Migranti siriani e afgani arrivano sulle coste dell’isola di Lesbo, in Grecia, il 13 settembre 2015. (Alkis Konstantinidis, Reuters/Contrasto)

Siamo al momento della verità. Se l’Unione europea non riuscirà a trovare un accordo sul problema dei migranti in occasione della riunione dei ministri dell’interno, bisognerà convocare un vertice straordinario dei 28 leader europei, un Consiglio europeo che rischierebbe di confermare le divisioni interne sprofondando l’Europa in una crisi politica gravissima.

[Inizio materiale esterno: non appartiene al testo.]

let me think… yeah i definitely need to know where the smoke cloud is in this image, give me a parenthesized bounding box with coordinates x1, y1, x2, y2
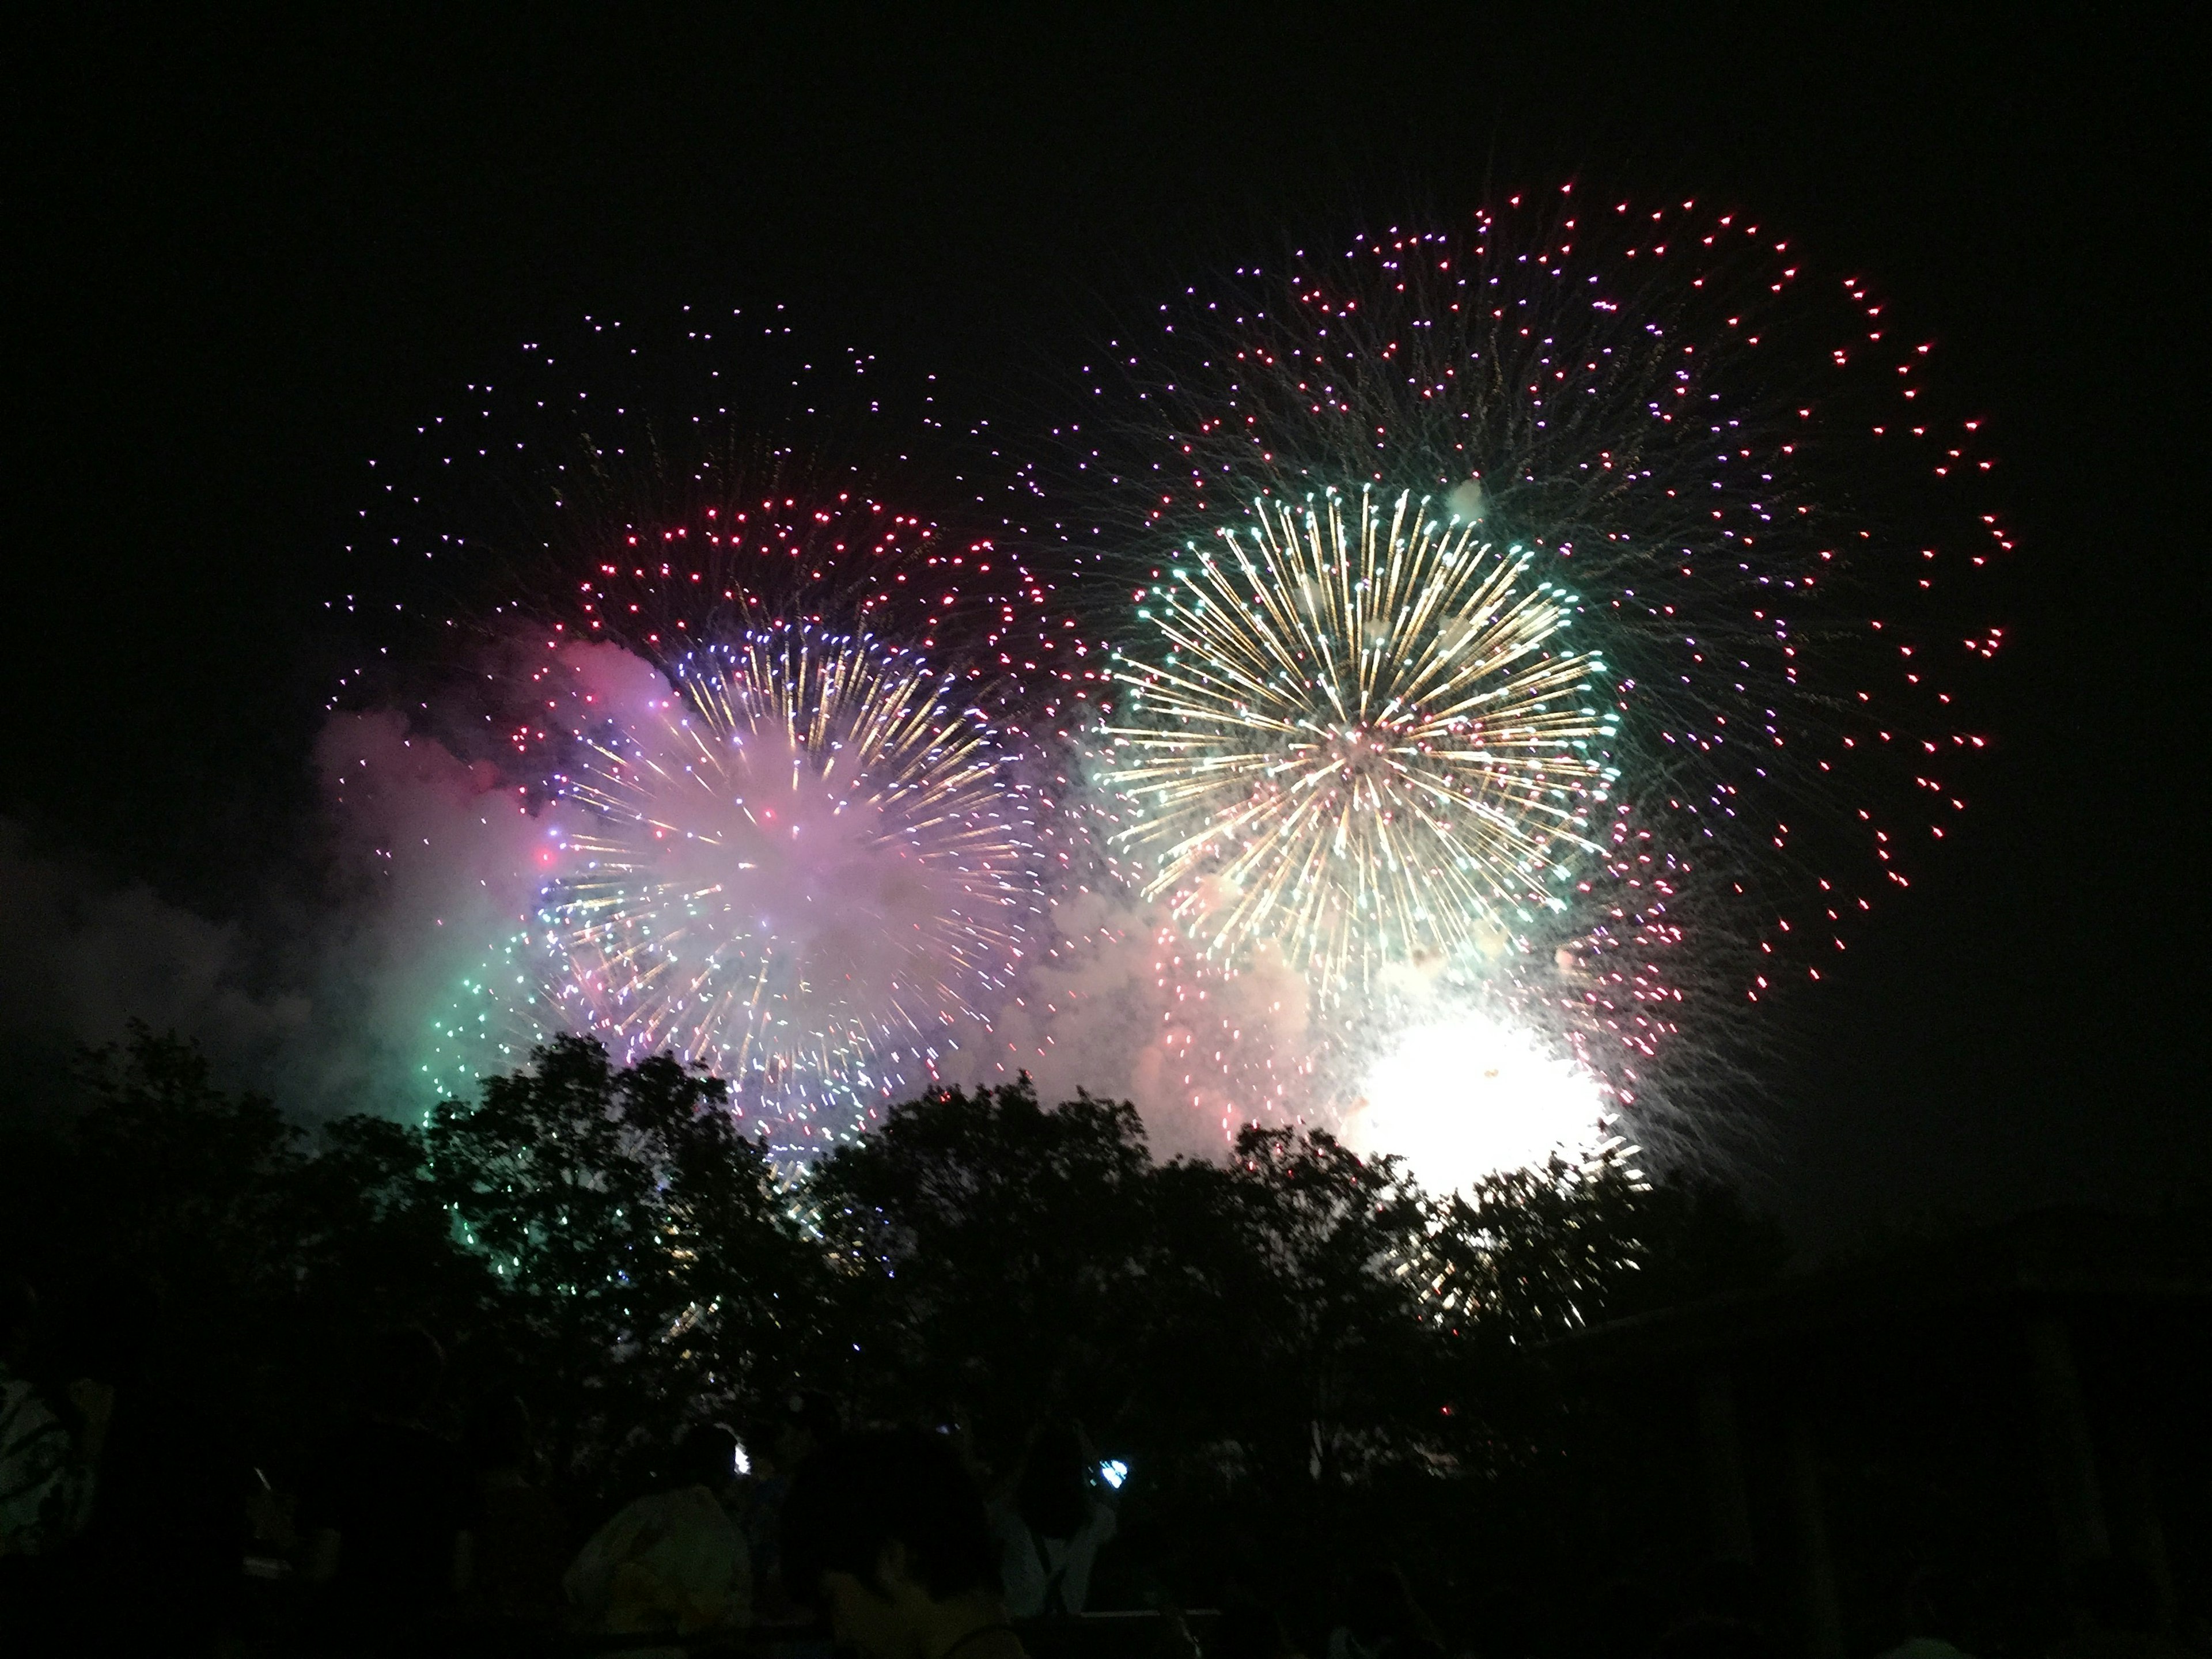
(2, 632, 1451, 1168)
(0, 819, 310, 1098)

Dopo essersi consultati per tutto il fine settimana, i governi di Francia e Germania propongono che i paesi membri accettino il principio di una ripartizione dei migranti in base alle dimensioni e alla situazione economica di ciascun paese, impegnandosi al contempo ad affrontare seriamente il problema del controllo delle frontiere esterne e a creare centri d’accoglienza per poter distinguere tra migranti economici e rifugiati politici.

Un cauto ottimismo

Trovare un accordo su questi due punti non è impossibile, perché il secondo è universalmente accettato e perché l’Ungheria, che si oppone più degli altri al sistema delle quote obbligatorie, sarebbe esentata come la Grecia e l’Italia, gli altri due paesi della frontiera europea dove i rifugiati sono già molto numerosi.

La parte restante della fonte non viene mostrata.